Operational grade control: hyperspectral imagery representing variable grade ore can be identified by deep learning algorithms and used for block modeling and segregation purposes. This is especially useful for multi-element ores and ore with variable geometallurgical properties.
Environmental waste management: waste materials with variable acid rock drainage and metals leaching potential can be identified using the combined hyperspectral imagery/deep learning approach towards materials management and the evaluation of materials management alternatives.

There are numerous applications for a deep learning approach to evaluating hyperspectral imagery – contact LCG to learn more!

This sounds complicated. What steps are required to prepare the imagery for machine learning analysis?

Broadly speaking, the following are some of the steps taken to prepare hyperspectral data for processing by deep learning algorithms:

Data analysis: unsupervised methods such as clustering and principal component analysis are used to explore quantitative data that is provided with hyperspectral imagery, to both understand its structure and reduce its dimensionality. This analysis guides how the hyperspectral imagery is filtered and weighted prior to artificial neural network analysis.
Gaps and core loss: depth tags placed in the core box by the geologist who logged the core are analyzed to address gaps in core and calculate core loss for accurate depth registration.
Image concatenation and splitting: hyperspectral images from different core boxes are joined together to form one long borehole image so that they can then be split into the image length required for deep machine learning.
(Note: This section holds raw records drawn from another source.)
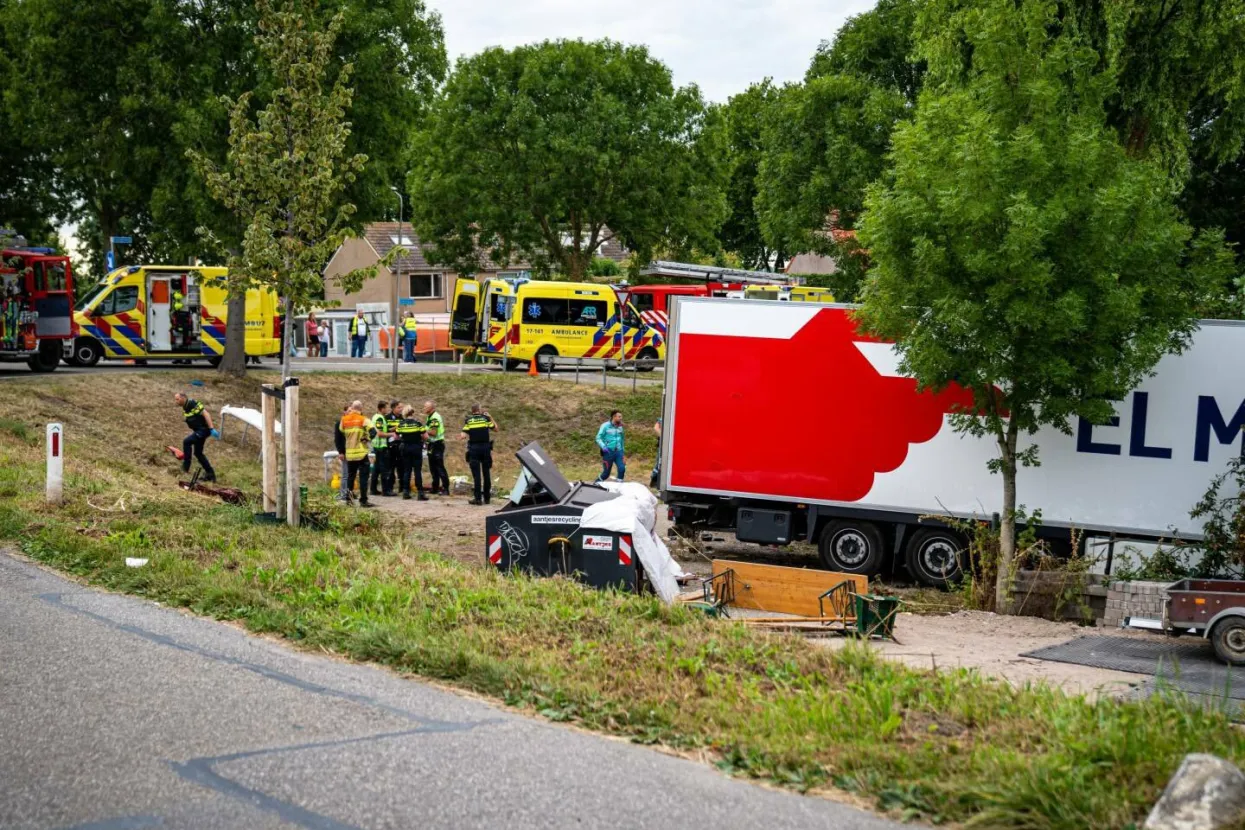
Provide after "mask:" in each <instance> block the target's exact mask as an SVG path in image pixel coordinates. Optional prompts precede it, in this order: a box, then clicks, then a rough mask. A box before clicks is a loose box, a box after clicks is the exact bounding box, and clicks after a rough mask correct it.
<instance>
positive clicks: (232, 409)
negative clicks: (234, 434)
mask: <svg viewBox="0 0 1245 830" xmlns="http://www.w3.org/2000/svg"><path fill="white" fill-rule="evenodd" d="M227 414H228V416H233V417H234V418H238V419H239V421H242V422H243V423H244V424H248V426H250V427H254V428H255V429H259V431H260V432H263V431H264V414H263V413H261V412H260V411H259V409H251V408H250V407H232V406H229V404H225V406H223V407H220V419H222V421H224V419H225V416H227ZM276 434H278V436H279V434H281V419H280V418H278V419H276Z"/></svg>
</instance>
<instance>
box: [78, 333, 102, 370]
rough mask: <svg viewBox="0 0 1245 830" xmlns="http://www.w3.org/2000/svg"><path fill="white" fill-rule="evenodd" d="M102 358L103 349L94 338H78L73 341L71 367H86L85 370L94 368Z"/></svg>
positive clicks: (94, 337) (99, 344) (82, 337)
mask: <svg viewBox="0 0 1245 830" xmlns="http://www.w3.org/2000/svg"><path fill="white" fill-rule="evenodd" d="M101 357H103V347H102V346H101V345H100V341H98V340H96V338H95V337H78V338H77V340H75V341H73V361H72V362H73V365H75V366H86V367H87V368H90V367H92V366H95V365H96V363H98V362H100V358H101Z"/></svg>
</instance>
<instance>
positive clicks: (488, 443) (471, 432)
mask: <svg viewBox="0 0 1245 830" xmlns="http://www.w3.org/2000/svg"><path fill="white" fill-rule="evenodd" d="M494 429H497V424H496V423H493V419H492V418H491V417H489V416H488V413H487V412H484V413H481V414H469V416H467V421H466V422H464V423H463V434H466V436H467V464H468V467H471V480H472V488H473V493H474V495H476V498H474V499H472V504H488V499H489V497H491V495H492V492H493V431H494Z"/></svg>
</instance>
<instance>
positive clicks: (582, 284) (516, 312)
mask: <svg viewBox="0 0 1245 830" xmlns="http://www.w3.org/2000/svg"><path fill="white" fill-rule="evenodd" d="M498 282H504V281H502V280H486V281H484V282H481V281H478V280H472V279H459V280H458V282H457V285H456V286H454V304H453V311H452V312H451V321H449V330H451V338H452V342H453V345H454V346H457V347H459V348H476V350H477V352H478V353H481V355H483V356H484V357H487V358H491V360H505V361H508V362H509V363H510V365H512V366H517V365H518V363H527V362H532V361H535V362H537V366H538V367H539V368H542V370H543V368H547V366H548V363H547V358H552V357H595V358H601V360H606V361H610V362H613V363H618V362H620V361H625V360H632V358H640V360H661V358H664V357H665V356H666V341H665V338H664V337H662V336H661V332H660V331H657V330H656V329H654V327H652V326H650V325H649V324H646V322H645V321H644V320H641V319H640V315H639V314H636V311H635V309H634V307H632V306H631V305H630V304H627V302H624V301H621V300H620V299H619V295H618V294H616V292H615V291H614V289H613V287H610V286H608V285H595V284H593V282H557V281H549V280H523V281H515V282H514V284H507V287H505V289H503V287H500V286H499V285H498Z"/></svg>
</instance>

This includes accounting for the fact that images from different core boxes can be of different resolution (pixel/distance density) and width.
Workflow automation: the process of image concatenation and splitting can be automated using a scripting language such as R or Python, and the workflow assembled using applications such as Jupyter Notebook and Microsoft Azure Databricks.

Deep learning modeling: images are ported into a cloud-based, deep learning environment such as the Microsoft Computer Vision API where various neural network algorithms can be applied. Model results report a predictive accuracy, which can be improved by iteratively re-applying each of the previous steps (especially unsupervised analysis, which is the most critical step towards increasing accuracy).